BOPIS FraudOnce Again, Criminals Turn a Consumer Convenience Into an Opportunity for Fraud

June 27, 2023 | 10 min read

This image was created by artificial intelligence using the following prompts:

One cashier of two women is handing the bag of merchandise to the customer at a store, in the style of red and teal.

BOPIS Fraud
  1. Articles
  2. eCommerce Fraud
  3. BOPIS Fraud

In a Nutshell

Buy Online/Pick Up in Store (BOPIS) combines the convenience of online shopping with the flexibility of choosing your pickup time. Consumers love it… but so do criminals, who are leveraging the benefits of BOPIS to commit retail fraud. What is BOPIS fraud? And how can merchants protect their businesses from it?

How the Convenience of “Buy Online Pickup in Store” Shopping Helps Criminals Engage in BOPIS Fraud

Online shopping was a game changer when it first debuted in the late ’90s. For the first time, customers could literally shop from the couch, then have their delivery within a week or two. Later, the introduction of express shipping meant purchases could arrive in just two days, or even less.

The “buy online pick up in store” model (sometimes abbreviated as “BOPIS” or “BOPUS”) offers something even better, though.

BOPIS gives you the ability to make a purchase online and receive your goods within minutes. All you have to do is pop over to the store and claim your items. For example, you can place an order at work, then stop and grab it on the way home, often without even going inside the store. It’s a new level of convenience for consumers… but that doesn’t always make things easier for merchants.

BOPIS has opened a whole new front in the fight against criminal activity. Now, BOPIS fraud is one more thing retailers have to deal with.

Recommended reading

What is BOPIS Fraud?

BOPIS Fraud

[noun]/boʊ • pus • frôd/

BOPIS fraud refers to any criminal activity committed through “buy online pickup in store” channels. Here, criminals can pick up online orders at the physical store as a way of bypassing normal security protocols deployed in both eCommerce and physical retail.

Every new development in the retail world seems to introduce a new type of fraud. BOPIS is no different.

As mentioned above, “buy online pick up in store fraud” is a blanket term.
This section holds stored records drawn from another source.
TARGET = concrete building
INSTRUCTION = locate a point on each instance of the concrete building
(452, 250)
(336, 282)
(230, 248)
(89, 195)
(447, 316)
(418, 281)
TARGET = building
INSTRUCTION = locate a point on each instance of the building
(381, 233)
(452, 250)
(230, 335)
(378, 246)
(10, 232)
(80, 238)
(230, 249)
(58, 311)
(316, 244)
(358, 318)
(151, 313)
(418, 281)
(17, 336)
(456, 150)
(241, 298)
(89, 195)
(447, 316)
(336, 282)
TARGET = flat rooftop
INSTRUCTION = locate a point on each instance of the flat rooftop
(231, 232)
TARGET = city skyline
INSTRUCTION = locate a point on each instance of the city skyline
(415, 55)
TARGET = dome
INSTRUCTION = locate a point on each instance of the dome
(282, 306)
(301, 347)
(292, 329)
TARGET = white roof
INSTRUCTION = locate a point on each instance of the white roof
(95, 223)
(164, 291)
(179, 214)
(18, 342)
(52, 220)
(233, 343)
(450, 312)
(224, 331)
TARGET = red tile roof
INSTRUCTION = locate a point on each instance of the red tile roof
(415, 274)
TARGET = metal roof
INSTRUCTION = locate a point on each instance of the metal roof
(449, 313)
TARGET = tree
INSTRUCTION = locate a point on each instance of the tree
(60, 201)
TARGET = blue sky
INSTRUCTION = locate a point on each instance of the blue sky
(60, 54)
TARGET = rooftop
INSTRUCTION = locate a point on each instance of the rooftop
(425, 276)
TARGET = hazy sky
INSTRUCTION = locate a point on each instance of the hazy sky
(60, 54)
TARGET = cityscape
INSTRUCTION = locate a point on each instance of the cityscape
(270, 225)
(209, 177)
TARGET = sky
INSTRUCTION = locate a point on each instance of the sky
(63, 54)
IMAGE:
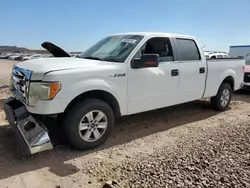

Any theft that comes from ordering merchandise from a website, then picking it up at the merchant’s physical store location, can be considered BOPIS fraud.

BOPIS disrupts the traditional online purchase model, and therefore opens up loopholes that merchants and cardholders may not be aware of. BOPIS scammers can then take advantage of the unique characteristics of physical order pickup to bypass normal eCommerce security measures. 

The
The
Become a Full-Fledged Chargeback Genius

The only resource you need to become an expert on chargebacks, customer disputes, and friendly fraud.

Download the Guide

Conventional fraud prevention tools often rely on customer verification techniques that may not factor into BOPIS purchases. For example, checking if the shipping address of a transaction varies from the billing address. With BOPUS fraud, there’s no shipping address to compare against.

The customer will normally be asked to verify their identity at the point of pickup. This might mean nothing more than showing the store employee a screen capture of the order confirmation, though.

How Does BOPIS Fraud Work?

BOPIS fraud offers cybercriminals new opportunities, as well as a way to twist existing scams in order to avoid detection. Some commonly-seen tactics include:

Using Stolen Payment Card Data

This is one of the standard ploys used by cybercriminals, just adapted for BOPIS the environment. Fraudsters make an unauthorized purchase using stolen card data and other personal information they have obtained through phishing or bought off the dark web. They can then simply grab the goods and disappear.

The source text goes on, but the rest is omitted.